The people represented by the handful of papers now on his desk had not been given a farewell wave. Yet he was sure that no one else had thought of it: Southwick would have been the first to whisper a hint; Jackson had heard Baker’s report, and he had said nothing, and the American was not one for keeping his thoughts to himself if the Captain’s reputation was at stake. No, those who knew what that sinking ship contained had been too shocked to think of anything, and the Tranquil had gone down on her own with a quiet dignity and taken her people with her.
C H A P T E R T H R E E
RAMAGE took up his pen and inspected the point. The quill was blunt but he could not be bothered to sharpen it. It was a miserable feather, taken from a moulting goose no doubt. At least it was from the left wing, for a right-handed writer. After unscrewing the cap of the inkwell he took his Journal from a drawer and made a brief entry recording the encounter with the Tranquil. Then he took out a blank sheet of paper and began the draft of a
report to the Admiral. Be brief, he told himself; old Foxey-Foote will examine every word, looking for trouble (an admiral’s privilege, of course), and the fewer the sentences the fewer the loopholes. The obvious criticism from such an inexperienced admiral was going to be that he did not pursue the privateer, and the equally obvious answer was that in twelve hours of darkness the privateer could be anywhere, and Ramage knew he would be wise to point out that he was acting under the Admiral’s orders to proceed to Curaçao. He read the draft through again. Less than a full page—that would please the clerk when he came to make the fair copy and also copy it into the letter book.

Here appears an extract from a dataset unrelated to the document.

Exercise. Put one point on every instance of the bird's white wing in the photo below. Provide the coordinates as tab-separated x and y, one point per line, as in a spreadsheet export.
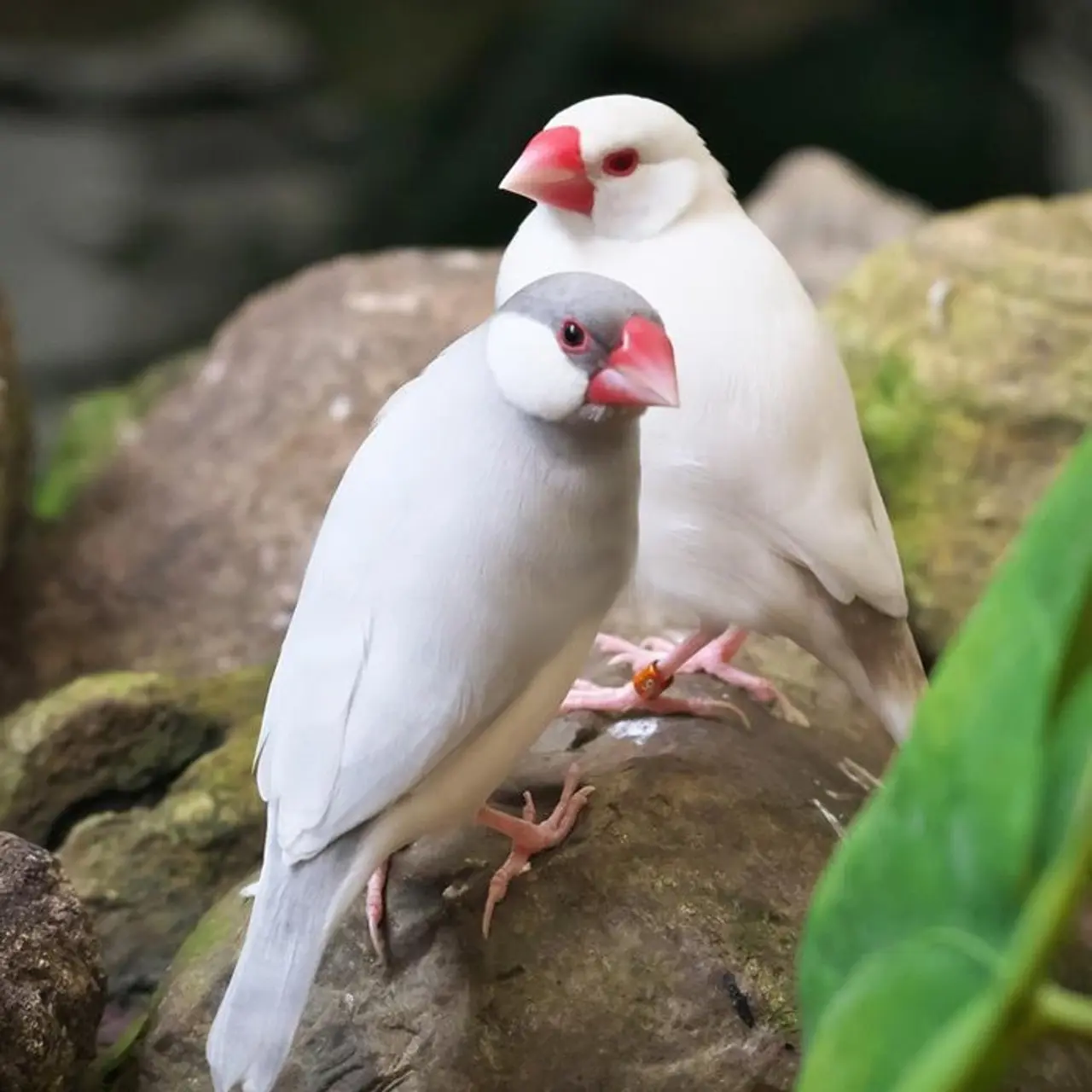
413	629
835	523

He took a piece of cloth from the top drawer and carefully wiped the pen dry of ink, then screwed the cap back on the inkwell and put it away. Then he knew he was deliberately putting off looking at those letters.
The first was from the Tranquil’s master to his owners, intended to be posted in Jamaica, because the Post Office packet would arrive in England weeks before the convoy with his ship. He was reporting that the weather had been fair for the whole voyage so that instead of anchoring at Barbados with the rest of the convoy he had sailed on alone. He had stopped at Nevis only to buy fresh vegetables for the passengers and then left for Jamaica. He explained that with so many ships calling at Barbados, the price of fruit and vegetables there was often three or four times that in Nevis. A piece of economy, Ramage realized, which had taken the ship out of the convoy and put her some fifty miles farther north than she would have been if she had remained in the convoy when it sailed from Barbados. The reason the ship had gone to Nevis and then come in sight of the privateer had been the high price of fruit and vegetables in Barbados; the reason the Calypso had tacked an hour early—and thus panicked the privateer—had been Captain Ramage’s trick on La Créole …
The wife of a major in the 79th Foot was visiting her parents, who obviously owned a plantation in Jamaica. She had written a letter to her husband in the form of a diary, the last entry being the day before. Ramage pencilled in the two names on another sheet of paper, beneath the name of the master and the name and address of the owners of the ship.